Embora até aqui as alterações estejam correndo no limite do que a legislação permite, a decisão traz problemas que podem impactar a qualidade e a valorização das práticas democráticas. Um dos problemas centrais é a imbricação entre os compromissos públicos das escolas e os interesses privados dos diretores. A continuidade dos gestores nas escolas por muitos anos consecutivos permite o aprofundamento das complicações já existentes, ocasionados pelos favorecimentos de alguns funcionários em detrimento de outros, passando pelas trocas de favores, a ausência de assertividade para o cumprimento dos planos de gestão e a deterioração do fazer pedagogia em nome de atitudes assistencialistas e convenientes para a manutenção da posição. A escola pública, em favor da comunidade, vai virando a escola do fulano ou do sicrano. E quem trabalha nas escolas sabe muito bem que para o desenvolvimento de uma educação de qualidade é preciso diálogo sim, mas também é necessário ter posturas firmes e justas visando à efetiva educação, para além dos privilégios individuais, dos personalismos e do corporativismo. Além disso, o gesto da administração municipal e dos diretores que não se posicionaram contra o decreto, é péssimo, porque o enraizamento da vida democrática implica em práticas e símbolos. Com essa atitude, mesmo que sob mil pretextos, interessa-lhes a continuidade e sinalizam não levar a sério a democracia nas escolas e na sociedade em geral. Os gestores, nesse sentido, estão dando um péssimo exemplo e merecem reprovação!

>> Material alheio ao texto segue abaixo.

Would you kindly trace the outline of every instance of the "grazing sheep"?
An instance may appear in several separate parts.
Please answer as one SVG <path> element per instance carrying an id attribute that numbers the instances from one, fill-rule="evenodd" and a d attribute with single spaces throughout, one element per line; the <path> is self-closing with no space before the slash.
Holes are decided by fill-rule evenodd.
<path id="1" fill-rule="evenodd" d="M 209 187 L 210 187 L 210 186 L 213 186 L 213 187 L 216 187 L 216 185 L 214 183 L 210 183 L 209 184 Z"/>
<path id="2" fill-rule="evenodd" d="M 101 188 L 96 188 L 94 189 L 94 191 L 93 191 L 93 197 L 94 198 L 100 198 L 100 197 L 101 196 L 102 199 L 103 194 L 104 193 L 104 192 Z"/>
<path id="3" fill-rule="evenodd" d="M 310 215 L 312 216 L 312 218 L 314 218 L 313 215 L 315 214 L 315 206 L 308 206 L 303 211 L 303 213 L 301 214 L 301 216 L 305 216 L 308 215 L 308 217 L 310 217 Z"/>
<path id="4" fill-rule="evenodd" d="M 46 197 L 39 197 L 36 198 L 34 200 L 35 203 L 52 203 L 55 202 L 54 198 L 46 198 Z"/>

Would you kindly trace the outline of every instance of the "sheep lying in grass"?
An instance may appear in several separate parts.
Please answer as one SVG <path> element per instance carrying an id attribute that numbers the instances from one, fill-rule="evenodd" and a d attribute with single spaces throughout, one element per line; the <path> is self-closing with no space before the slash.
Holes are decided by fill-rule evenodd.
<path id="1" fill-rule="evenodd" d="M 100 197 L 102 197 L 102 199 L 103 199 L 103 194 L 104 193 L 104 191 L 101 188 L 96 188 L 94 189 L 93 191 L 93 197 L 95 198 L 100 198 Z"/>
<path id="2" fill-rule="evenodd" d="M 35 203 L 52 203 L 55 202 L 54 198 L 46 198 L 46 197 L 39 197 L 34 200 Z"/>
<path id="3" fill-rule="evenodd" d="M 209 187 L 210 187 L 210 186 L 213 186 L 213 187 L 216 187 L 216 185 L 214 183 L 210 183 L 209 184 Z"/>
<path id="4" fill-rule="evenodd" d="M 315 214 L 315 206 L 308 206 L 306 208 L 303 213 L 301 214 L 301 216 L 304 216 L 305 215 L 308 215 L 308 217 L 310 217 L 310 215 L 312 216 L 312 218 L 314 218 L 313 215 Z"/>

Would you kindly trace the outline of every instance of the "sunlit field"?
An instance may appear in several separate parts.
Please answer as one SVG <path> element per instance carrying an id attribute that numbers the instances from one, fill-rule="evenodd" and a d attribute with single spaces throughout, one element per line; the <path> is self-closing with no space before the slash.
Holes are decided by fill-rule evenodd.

Vale a pena lembrar o que escreveu o professor Vitor Paro ao refletir sobre gestão democrática na escola pública: “a primeira questão a ser enfrentada no exame da situação de calamidade em que se encontra a escola pública fundamental parece referir-se precisamente a sua própria função social, ou melhor, a uma função social que se lhe possa atribuir para cumprir adequadamente um papel consistente de socialização da cultura e ao mesmo tempo de contribuição (por modesta que seja) para a democratização da sociedade.” (PARO, 2016, p. 102). Será que nossos gestores estão se esquecendo dos fundamentos da educação e da função social da escola? Os processos de escolha de diretores, por si, não resolvem os desacertos, nem garantem escolas democráticas, mas é um elemento importante. Será que professores, comunidades e políticos não estão percebendo, mesmo diante de tudo que vem acontecendo no Brasil, que não se pode ter uma sociedade justa, com garantia de direitos, sem uma sociedade democrática, e que dificilmente vamos construir uma sociedade democrática sem escolas radicalmente democráticas?

Poderíamos investir nosso tempo, nossa energia, em proposições que melhorassem as unidades escolares, que passam pela devida valorização dos diretores em termos de autonomia, condições de trabalho e remuneração; mas, ao invés disso, precisamos questionar os retrocessos, como esse, de possibilidade de sucessivas reeleições que dificultam a salutar possibilidade de debates e alternância, podendo trazer mais entraves aos diretores, diante da perda de legitimidade junto às equipes e frente à sociedade. Por fim, por mais que já tenha sido dito, é preciso frisar que a democracia é mais que uma forma de governo, a democracia é uma forma de vida, e seu enraizamento e incorporação se dão dia após dia, em um processo paulatino, nos mais diversos setores da tessitura social. Sem essa compreensão, a democracia brasileira estará constantemente em risco.

Para saber mais
PARO, Vitor. Gestão democrática da escola pública. São Paulo: Cortez, 2016.